Изменить размер шрифта - +

– Ман парси намедони, – ответил я, улыбаясь.

Женщины одобрительно загалдели по-своему, и я продолжил уже на английском:

– Do you speak English? What date is it today?

Женщины ничего не поняли, но после употребления мною таджикских слов “сол”, “руз”, означавших, соответственно “год” и “день”, закивали головами и сказали мне какой сегодня день 1376 года. Потом одна из них вышла (та, которая пониже) и вскоре вернулась с листком бумаги, на котором нетвердой рукой было выведена текущая дата в привычном мне летоисчислении.

Выев листок глазами, я уразумел, что мое подземное путешествие и последующий бросок, вернее “ползок”, до шоссе продолжались полных шесть дней. Изумленный, я попытался погрузиться в оценивающие мой подвиг мысли, но в голове нашлись только осевший зябкий мрак тех дней, изрядно приправленный хрустящим на зубах пустынным песочком и заключение: “Ни фига себе!”

– Ты лежать, хорошо. Ты все хорошо. Мы принес еда, – загалдели в это время женщины, подсказывая друг другу английские слова, видимо, только что заученные.
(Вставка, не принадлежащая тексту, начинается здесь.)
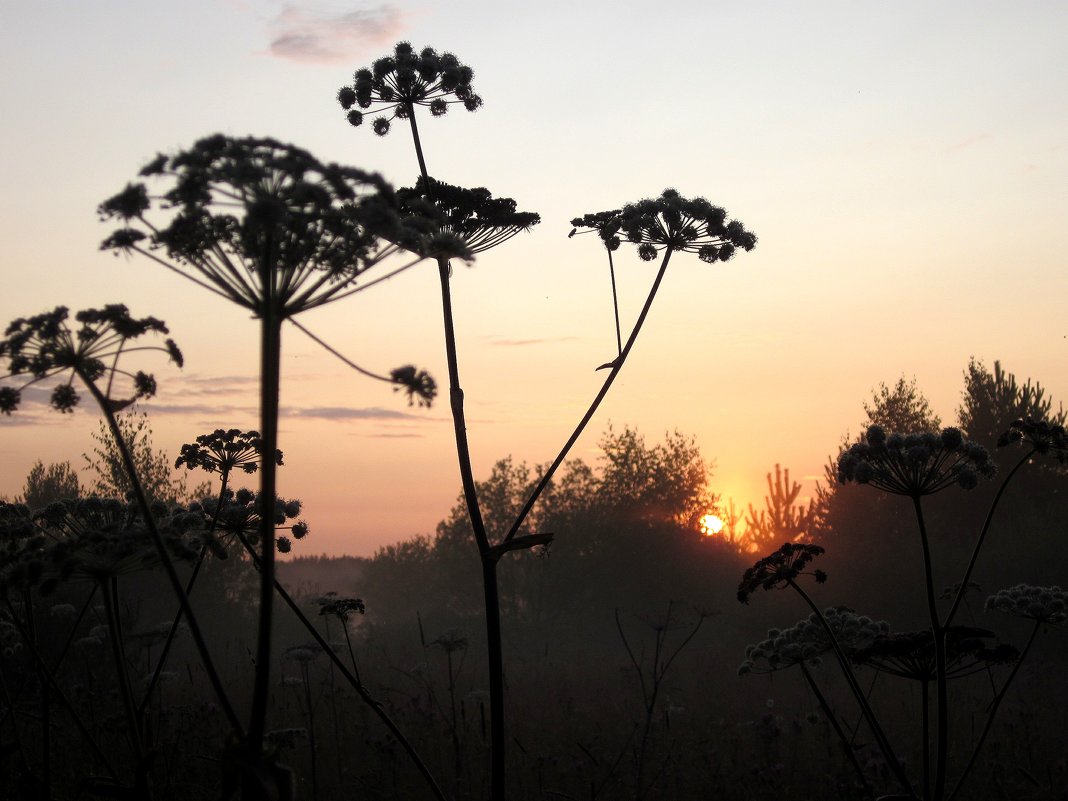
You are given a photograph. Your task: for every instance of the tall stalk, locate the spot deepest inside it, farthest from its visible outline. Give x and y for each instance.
(938, 632)
(165, 556)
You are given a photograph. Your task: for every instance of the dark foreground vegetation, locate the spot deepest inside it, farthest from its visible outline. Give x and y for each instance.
(568, 632)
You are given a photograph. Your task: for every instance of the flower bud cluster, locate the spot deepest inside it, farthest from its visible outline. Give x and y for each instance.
(911, 655)
(780, 569)
(1039, 603)
(45, 345)
(806, 641)
(915, 465)
(224, 451)
(395, 84)
(671, 222)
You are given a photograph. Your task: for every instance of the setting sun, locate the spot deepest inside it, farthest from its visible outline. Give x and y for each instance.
(710, 525)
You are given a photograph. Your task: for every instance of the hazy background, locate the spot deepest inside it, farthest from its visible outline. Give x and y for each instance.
(905, 167)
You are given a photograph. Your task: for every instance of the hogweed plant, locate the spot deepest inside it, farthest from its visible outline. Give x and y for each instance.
(396, 87)
(913, 466)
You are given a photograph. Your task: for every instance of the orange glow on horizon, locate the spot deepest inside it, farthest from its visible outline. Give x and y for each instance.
(710, 525)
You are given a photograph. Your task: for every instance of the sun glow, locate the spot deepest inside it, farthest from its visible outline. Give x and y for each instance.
(710, 525)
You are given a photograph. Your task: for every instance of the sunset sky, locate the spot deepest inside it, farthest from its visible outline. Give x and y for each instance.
(905, 166)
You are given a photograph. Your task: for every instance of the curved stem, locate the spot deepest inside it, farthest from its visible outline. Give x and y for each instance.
(616, 366)
(846, 742)
(189, 589)
(859, 694)
(978, 543)
(165, 556)
(941, 685)
(993, 710)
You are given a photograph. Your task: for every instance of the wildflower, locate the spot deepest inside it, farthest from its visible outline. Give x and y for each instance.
(46, 345)
(395, 84)
(1047, 605)
(341, 608)
(780, 569)
(473, 216)
(224, 451)
(672, 222)
(912, 655)
(263, 223)
(915, 465)
(806, 641)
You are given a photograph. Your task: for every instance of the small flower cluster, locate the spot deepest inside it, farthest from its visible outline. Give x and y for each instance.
(1040, 435)
(341, 608)
(418, 385)
(397, 83)
(45, 345)
(671, 222)
(915, 465)
(1039, 603)
(473, 216)
(911, 655)
(780, 569)
(224, 451)
(806, 641)
(238, 514)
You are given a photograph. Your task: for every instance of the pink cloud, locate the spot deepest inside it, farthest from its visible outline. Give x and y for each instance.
(316, 36)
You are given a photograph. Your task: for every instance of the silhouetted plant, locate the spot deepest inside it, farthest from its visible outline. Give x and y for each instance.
(916, 466)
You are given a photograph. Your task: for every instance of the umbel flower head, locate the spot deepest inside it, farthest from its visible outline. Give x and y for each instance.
(475, 217)
(911, 655)
(780, 569)
(264, 223)
(46, 345)
(671, 222)
(1039, 603)
(806, 641)
(915, 465)
(237, 515)
(1042, 436)
(93, 539)
(224, 451)
(395, 84)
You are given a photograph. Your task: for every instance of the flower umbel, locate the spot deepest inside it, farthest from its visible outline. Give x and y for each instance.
(263, 222)
(915, 465)
(474, 216)
(780, 569)
(224, 451)
(672, 222)
(46, 345)
(395, 84)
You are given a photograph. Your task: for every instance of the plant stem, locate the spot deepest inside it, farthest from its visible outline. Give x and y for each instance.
(269, 380)
(938, 632)
(165, 558)
(616, 366)
(993, 710)
(962, 590)
(859, 694)
(829, 713)
(352, 680)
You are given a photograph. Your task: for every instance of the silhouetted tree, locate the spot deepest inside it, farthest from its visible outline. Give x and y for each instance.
(900, 408)
(991, 402)
(782, 519)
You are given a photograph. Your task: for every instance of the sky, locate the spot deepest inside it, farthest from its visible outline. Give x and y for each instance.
(904, 165)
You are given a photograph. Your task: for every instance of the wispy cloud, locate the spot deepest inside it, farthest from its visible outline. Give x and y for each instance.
(341, 412)
(314, 35)
(500, 341)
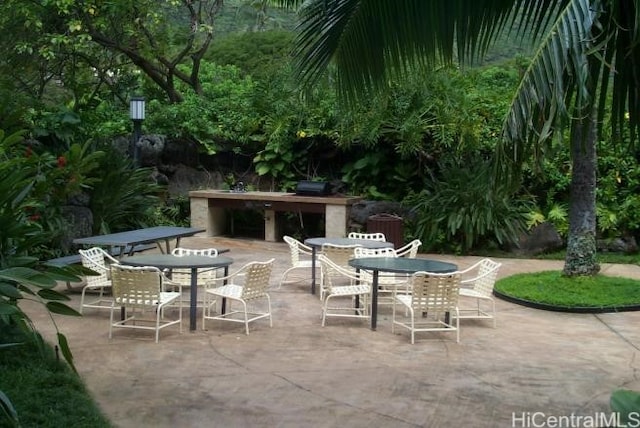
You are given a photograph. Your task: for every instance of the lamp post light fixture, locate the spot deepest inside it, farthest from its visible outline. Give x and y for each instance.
(136, 113)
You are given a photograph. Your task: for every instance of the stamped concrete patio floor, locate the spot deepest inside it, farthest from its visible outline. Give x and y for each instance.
(299, 374)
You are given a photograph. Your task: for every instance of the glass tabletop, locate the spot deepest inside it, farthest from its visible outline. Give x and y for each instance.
(402, 265)
(170, 261)
(366, 243)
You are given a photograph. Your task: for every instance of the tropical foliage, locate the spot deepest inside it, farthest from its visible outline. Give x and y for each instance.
(586, 66)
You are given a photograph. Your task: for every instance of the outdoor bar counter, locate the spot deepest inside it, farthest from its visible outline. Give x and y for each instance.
(209, 207)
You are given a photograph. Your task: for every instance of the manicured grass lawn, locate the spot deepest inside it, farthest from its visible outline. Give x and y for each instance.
(45, 392)
(551, 288)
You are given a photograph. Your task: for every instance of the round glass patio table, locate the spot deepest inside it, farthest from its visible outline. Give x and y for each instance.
(168, 261)
(316, 243)
(396, 265)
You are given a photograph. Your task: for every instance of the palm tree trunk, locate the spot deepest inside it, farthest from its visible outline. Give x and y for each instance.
(581, 242)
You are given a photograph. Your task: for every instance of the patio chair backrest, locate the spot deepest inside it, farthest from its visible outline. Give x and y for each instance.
(136, 287)
(98, 260)
(296, 249)
(256, 281)
(378, 236)
(485, 280)
(434, 293)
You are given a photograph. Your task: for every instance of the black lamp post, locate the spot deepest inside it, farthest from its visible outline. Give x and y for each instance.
(137, 116)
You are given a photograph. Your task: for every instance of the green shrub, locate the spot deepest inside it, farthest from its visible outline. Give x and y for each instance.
(463, 208)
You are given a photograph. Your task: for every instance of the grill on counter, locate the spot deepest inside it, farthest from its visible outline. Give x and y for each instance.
(313, 188)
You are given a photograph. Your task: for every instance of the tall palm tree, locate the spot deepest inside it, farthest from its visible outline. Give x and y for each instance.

Я поблагодарил их и хотел попросить принести мне какого-нибудь препарата от последствий потребления мною сырого мяса и несвежей воды, но вовремя сообразил, что их знания английского языка и моего персидского вряд ли хватит для точной передачи смысла просьбы, и я могу получать что-нибудь эдакое, что отправит меня на тот свет. Но я все же попытался объяснить им, что настоятельно нуждаюсь в большом количестве спиртного. Они задумались на пару секунд, затем закивали головами и удалились.

Через пятнадцать минут в комнату вкатили столик, весь уставленный разнообразной едой. Среди яств возвышалась большая бутылка шотландского виски. Но есть и пить я не мог, и не вследствие того, что привык за последние дни к подножному корму и, тем более, не из-за того, что за всю мою долгую жизнь так и не научился пить этот виски, этот отвратительный заморский самогон, по своим качествам превосходящий разве только нашу российскую политуру... Просто столик вкатило то самое небесное создание с пальчиками нежнее лепестков роз, девушка, навсегда приблизившая меня к раю.

На ней были прозрачные небесно-голубые шаровары, не скрывавшие белизны и нежности бедер.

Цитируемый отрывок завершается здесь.